Дедушка долго молчал. Степан бередил старую его боль. Действительно, многого ли он достиг, хотя мечтал о многом?
— Знаешь, Степан Силантьевич, не каждый в знаменитости производится судьбой. А честным, ты понимаешь, с совестью чистой может остаться каждый. Честно жизнь прожить, работать честно, честных детей воспитать — великое дело, пусть и неприметное. Я так разумею, а больше никак.
— Да кому эта честность нужна, коли она без пользы? Ну сам-то ты честен остался, Аркаша твой совестливость ценит. Ну и что? А другие скажут: вот был мужик совестливый, ни разу даже щепотки табаку не украл. И засмеются ведь.
Дедушке трудно было спорить с этим сытым, уверенным в себе человеком, но он не сдавался. Тут речь шла о главном — его взглядах на жизнь.
— Мы помрем. После нас честнее и умнее люди будут. Может, они рассудят, — сказал дед. — А за честность и справедливость люди жизни свои кладут, сердце отдают. Ты об этом подумай!
Дедушка распалился, впалые щеки порозовели. В эту минуту он припер Степана к стенке, но тот, как всегда, в серьезный момент ушел от прямого ответа.
— Вот теперь ты такой, Фаддей Авдеич, каким был, когда за колхоз агитировал, — сказал он.
Не знаю, чем закончился этот разговор. Мне было некогда слушать его. Мы собирались идти на вечерку в соседнюю деревню Кулябинцы. Мне хотелось одного: чтобы дедушка еще сильнее отчитал Степана. Меня его зазнаистый тон страшно разозлил. Хотелось крикнуть, что дедушка прав, всегда прав.

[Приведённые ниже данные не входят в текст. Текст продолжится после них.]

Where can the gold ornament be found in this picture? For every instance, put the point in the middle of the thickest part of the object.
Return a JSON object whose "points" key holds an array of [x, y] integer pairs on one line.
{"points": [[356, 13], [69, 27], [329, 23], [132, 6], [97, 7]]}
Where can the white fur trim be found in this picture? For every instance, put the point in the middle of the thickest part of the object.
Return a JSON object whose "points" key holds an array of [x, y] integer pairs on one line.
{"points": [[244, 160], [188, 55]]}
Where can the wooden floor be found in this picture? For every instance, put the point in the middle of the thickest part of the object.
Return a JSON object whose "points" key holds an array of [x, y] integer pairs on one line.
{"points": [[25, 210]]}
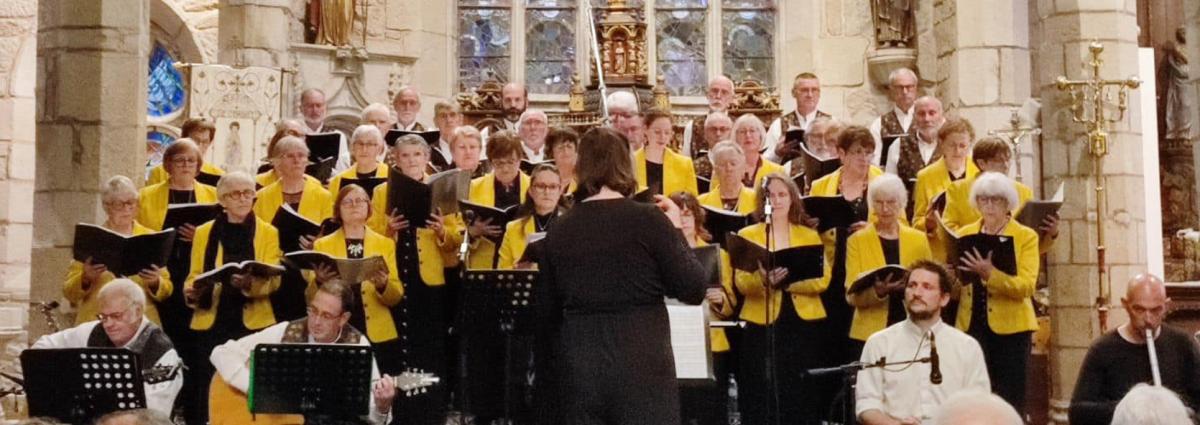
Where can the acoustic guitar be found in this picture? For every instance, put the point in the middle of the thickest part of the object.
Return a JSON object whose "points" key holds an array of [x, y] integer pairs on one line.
{"points": [[228, 406]]}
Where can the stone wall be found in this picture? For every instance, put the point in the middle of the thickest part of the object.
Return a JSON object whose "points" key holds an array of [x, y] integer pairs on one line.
{"points": [[18, 45]]}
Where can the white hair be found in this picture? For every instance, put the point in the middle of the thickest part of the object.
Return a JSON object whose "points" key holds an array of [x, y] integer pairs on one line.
{"points": [[887, 185], [117, 186], [623, 100], [126, 288], [994, 184], [1147, 405], [976, 407]]}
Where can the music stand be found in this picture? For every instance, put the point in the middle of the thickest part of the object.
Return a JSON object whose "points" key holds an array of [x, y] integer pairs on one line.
{"points": [[78, 384], [325, 383]]}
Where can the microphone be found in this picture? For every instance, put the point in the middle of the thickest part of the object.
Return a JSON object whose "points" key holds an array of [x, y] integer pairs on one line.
{"points": [[467, 217], [935, 370]]}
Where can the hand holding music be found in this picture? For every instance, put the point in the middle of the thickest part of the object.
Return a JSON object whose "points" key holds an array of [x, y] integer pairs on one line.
{"points": [[384, 391], [977, 263]]}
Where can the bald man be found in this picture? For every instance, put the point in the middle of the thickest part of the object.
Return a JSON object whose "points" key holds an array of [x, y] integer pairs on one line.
{"points": [[1120, 359]]}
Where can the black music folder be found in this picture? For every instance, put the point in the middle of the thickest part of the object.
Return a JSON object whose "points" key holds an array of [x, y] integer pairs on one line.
{"points": [[802, 262], [124, 256]]}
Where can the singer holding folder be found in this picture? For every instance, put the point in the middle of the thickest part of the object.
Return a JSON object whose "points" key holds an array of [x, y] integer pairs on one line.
{"points": [[911, 394]]}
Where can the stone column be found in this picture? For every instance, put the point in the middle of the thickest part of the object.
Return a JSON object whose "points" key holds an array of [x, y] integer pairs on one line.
{"points": [[91, 94], [1067, 28], [253, 33]]}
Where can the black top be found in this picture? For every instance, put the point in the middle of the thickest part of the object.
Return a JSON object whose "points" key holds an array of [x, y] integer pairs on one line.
{"points": [[654, 175], [1114, 365], [508, 196]]}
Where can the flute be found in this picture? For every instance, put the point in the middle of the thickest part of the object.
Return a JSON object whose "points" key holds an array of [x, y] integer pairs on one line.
{"points": [[1153, 358]]}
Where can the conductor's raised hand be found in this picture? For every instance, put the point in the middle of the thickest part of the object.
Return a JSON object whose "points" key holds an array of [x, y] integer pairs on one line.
{"points": [[667, 207]]}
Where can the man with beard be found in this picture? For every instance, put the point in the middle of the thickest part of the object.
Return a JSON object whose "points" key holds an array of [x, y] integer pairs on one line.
{"points": [[913, 393]]}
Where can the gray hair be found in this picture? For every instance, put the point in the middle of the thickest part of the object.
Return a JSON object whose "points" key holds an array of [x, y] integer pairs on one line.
{"points": [[977, 406], [126, 288], [1147, 405], [887, 185], [412, 141], [623, 100], [234, 179], [901, 71], [725, 148], [367, 131], [994, 184], [117, 186]]}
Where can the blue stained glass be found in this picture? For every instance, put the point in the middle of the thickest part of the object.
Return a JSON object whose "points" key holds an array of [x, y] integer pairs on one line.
{"points": [[165, 85]]}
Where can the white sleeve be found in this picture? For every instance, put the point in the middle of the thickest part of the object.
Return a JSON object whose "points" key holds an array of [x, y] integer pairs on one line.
{"points": [[893, 157], [161, 396], [869, 393], [876, 132], [232, 359]]}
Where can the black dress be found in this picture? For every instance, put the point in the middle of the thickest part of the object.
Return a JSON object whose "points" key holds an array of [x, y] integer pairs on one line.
{"points": [[604, 331]]}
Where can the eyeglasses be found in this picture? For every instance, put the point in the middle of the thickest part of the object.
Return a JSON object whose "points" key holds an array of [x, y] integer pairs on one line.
{"points": [[240, 195], [323, 315]]}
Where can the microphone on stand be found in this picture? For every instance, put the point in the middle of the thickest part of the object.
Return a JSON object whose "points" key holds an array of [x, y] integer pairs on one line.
{"points": [[935, 370]]}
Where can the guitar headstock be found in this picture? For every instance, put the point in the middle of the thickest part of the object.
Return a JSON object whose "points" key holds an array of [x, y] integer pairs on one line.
{"points": [[413, 381]]}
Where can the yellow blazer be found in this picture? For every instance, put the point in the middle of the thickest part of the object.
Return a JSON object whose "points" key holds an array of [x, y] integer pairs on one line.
{"points": [[258, 312], [429, 247], [747, 201], [335, 184], [1009, 305], [316, 203], [377, 316], [153, 202], [864, 252], [88, 304], [483, 250], [678, 172], [805, 294], [159, 173]]}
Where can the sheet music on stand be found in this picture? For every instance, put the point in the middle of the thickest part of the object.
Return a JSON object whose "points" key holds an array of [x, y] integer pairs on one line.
{"points": [[690, 342], [327, 383], [78, 384]]}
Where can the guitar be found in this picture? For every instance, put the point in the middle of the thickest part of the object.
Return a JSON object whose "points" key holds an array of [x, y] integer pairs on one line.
{"points": [[228, 406]]}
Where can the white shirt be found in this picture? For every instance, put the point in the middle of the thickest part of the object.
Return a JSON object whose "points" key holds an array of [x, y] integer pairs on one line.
{"points": [[160, 397], [925, 148], [904, 117], [904, 393], [343, 150], [232, 361]]}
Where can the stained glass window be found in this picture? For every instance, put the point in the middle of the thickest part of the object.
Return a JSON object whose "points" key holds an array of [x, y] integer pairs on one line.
{"points": [[165, 84], [550, 46], [484, 41], [748, 29], [681, 45]]}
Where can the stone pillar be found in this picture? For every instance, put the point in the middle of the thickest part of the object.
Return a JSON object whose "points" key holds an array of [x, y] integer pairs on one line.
{"points": [[91, 94], [253, 33], [1067, 27]]}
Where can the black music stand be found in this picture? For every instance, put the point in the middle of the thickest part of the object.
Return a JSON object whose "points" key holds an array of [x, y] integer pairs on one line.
{"points": [[79, 384], [508, 293], [325, 383]]}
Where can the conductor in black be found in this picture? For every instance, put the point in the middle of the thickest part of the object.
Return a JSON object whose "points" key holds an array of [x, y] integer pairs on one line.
{"points": [[607, 265]]}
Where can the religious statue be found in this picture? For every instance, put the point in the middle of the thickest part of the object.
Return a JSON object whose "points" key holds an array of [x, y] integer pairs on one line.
{"points": [[331, 21], [894, 24], [1177, 99]]}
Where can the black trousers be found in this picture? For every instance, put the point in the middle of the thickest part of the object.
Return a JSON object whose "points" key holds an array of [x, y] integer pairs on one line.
{"points": [[1007, 358]]}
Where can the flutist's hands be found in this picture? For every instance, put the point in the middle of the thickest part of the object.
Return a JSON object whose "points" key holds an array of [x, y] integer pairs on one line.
{"points": [[384, 391]]}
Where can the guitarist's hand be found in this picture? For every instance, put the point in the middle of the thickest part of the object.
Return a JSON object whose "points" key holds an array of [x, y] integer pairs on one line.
{"points": [[325, 273], [384, 391], [150, 277], [91, 273]]}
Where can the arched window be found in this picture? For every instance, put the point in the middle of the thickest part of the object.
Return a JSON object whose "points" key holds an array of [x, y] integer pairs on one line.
{"points": [[552, 41]]}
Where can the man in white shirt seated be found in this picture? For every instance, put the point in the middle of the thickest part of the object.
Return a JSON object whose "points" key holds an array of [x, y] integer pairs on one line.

Я тайком достал из котомки костюм отца, который мы привезли обменять на муку, и, спрятавшись на сеновале, приспособил его для себя. Брюки я подшил снизу, и они оказались мне почти ладны. Полы и рукава у пиджака подогнул внутрь и подметал. Костюм после этого оказался почти по мне. Правда, плечи у него свисали, но это не беда. Слыша призывные звуки гармошки, я наспех переставил пуговицы. Теперь я был парень хоть куда, в почти новом, почти ладном мне костюме.
Как и накануне, пока шли до Кулябинцев, пела Галинка ту самую песню про сосну, и Андрюха даже научился ей подыгрывать. Ванюра сегодня не куролесил. Шел пасмурный, невыспавшийся.
Начал моросить дождик. Вечерка была под крышей. На столбе в ограде висел фонарь «летучая мышь», керосин для которого насобирали по ложке кулябинские девчата и парни.